Artist/Maker Unknown
Date Production/Creation
Cca. 1950s-1960s
Entry in the museum collection
1990
Place of origin
Unknown
Current location
National Museum of the Romanian Peasant, Bucharest, Romania
Material
Plaster, toning/varnish
Dimension
61 x 34 x 32 cm (Grey Lenin); 52 x 24 x 21 cm (Red Lenin)
Inventory Number C.Sc-0001, C.Sc-0002
Keyword Cultural heritage Memory Rubbish
Copyright
Status In storage
Image Credit Copyright NMRP
Personality cult, kitsch and oblivion: Busts from the Lenin-Stalin Museum, which existed in Bucharest.
What is this object about, who are the people behind it?
The two busts form part of the V.I. Lenin personality cult, which began in the USSR and spread across the entire Eastern bloc following the installation of socialist state regimes. They bear witness to the way in which museums handle artefacts over time. They come from the Lenin-Stalin Museum established in 1951-1955 in Bucharest (as a branch of the Central V.I. Lenin Museum in Moscow), which operated in various guises until 1990. The busts most probably arrived from the USSR in the 1950s, although after 1945 such sculptures were also produced locally. The history of the Soviet-inspired museum is currently being researched.
What places is this object related to, how European/transnational is it?
The two busts mirror the relations between Romania and the Eastern bloc as a whole, including the USSR, which became the hegemonic power in Central and Eastern Europe after 1945. The Central V.I. Lenin Museum in Moscow also had branches in several Eastern bloc countries, each broadly replicating the example given by the central museum. The destruction of statues of communist leaders in the 1989 anti-communist revolutions across the entire Eastern bloc is part of the history of de-deification of the leading figures of communism – from the demolition of their statues to their revaluing in places like Grūtas Park or Memento Park – of which these busts form part.
Why and how did this object arrive in the museum’s collection?
In 1990, the newly established Museum of the Romanian Peasant inherited the building and a large part of the Communist Party museum’s collections, which it either gave away or threw away. It later found that the basement was home to an additional storeroom where, in the second half of the 1960s, the artefacts from the former Soviet museum had been moved. The two busts most probably come from among that museum's exhibits and were ‘hidden’ in that storeroom when – still in the communist era – Romania distanced itself from the Soviet hegemony and took a nationalist cultural and ideological direction.
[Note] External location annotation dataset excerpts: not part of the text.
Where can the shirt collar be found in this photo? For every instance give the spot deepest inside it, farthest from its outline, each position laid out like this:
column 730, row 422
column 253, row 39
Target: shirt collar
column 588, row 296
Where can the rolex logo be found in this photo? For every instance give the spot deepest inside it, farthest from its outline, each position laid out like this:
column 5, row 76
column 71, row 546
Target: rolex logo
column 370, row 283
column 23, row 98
Thus, the iconic figures of Soviet communism were replaced with a new, national mythology in which the Romanian Communist Party and the state become intertwined.
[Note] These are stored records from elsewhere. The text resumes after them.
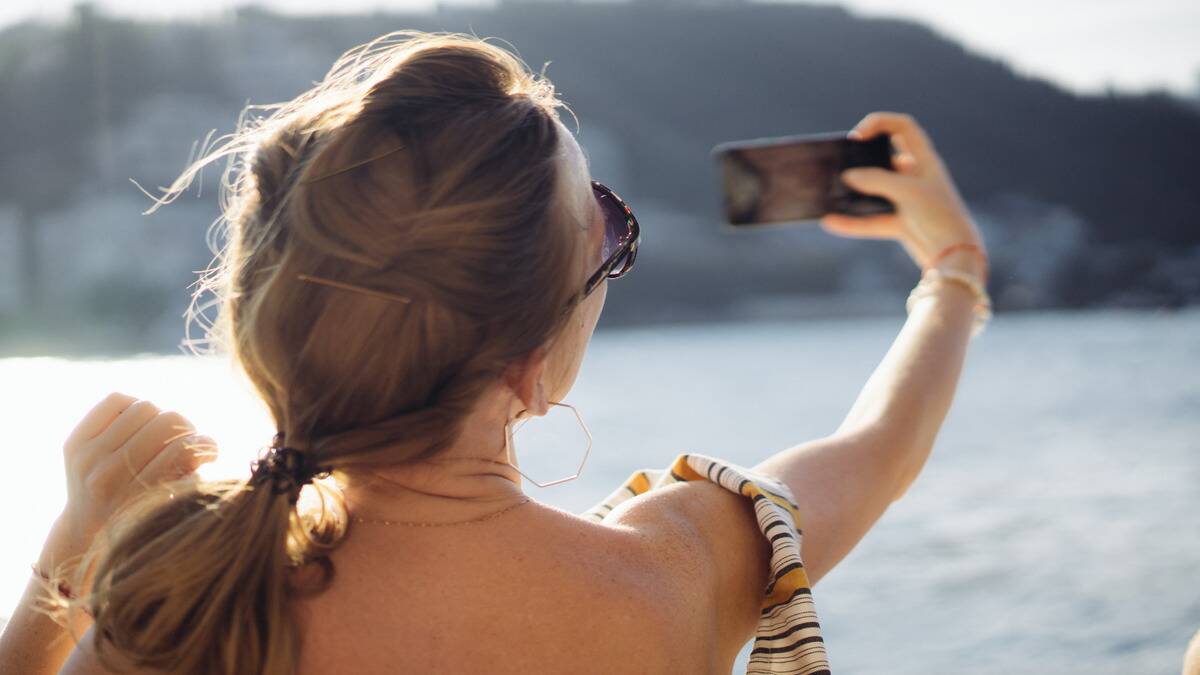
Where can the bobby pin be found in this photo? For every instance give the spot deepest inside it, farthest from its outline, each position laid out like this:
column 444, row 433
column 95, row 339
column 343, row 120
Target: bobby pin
column 355, row 165
column 345, row 286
What is the relation of this object to waste?
There are multiple associations between the artefacts and waste. Firstly, both busts were disowned after the Bucharest regime took a nationalist direction. Furthermore, after 1990, all the artefacts of the newly established Museum of the Romanian Peasant started to be classified into art-related aesthetic categories. The busts therefore underwent a double-downgrading: as reproductions of an original and as belonging to the Socialist realism art form. The red bust was exhibited at the "Ciuma" ("Plague") exhibition, and removed from the world of mass production by being modified and implicitly turned into kitsch, which itself is associated with the manipulation of emotions. It was then forgotten, along with the grey bust.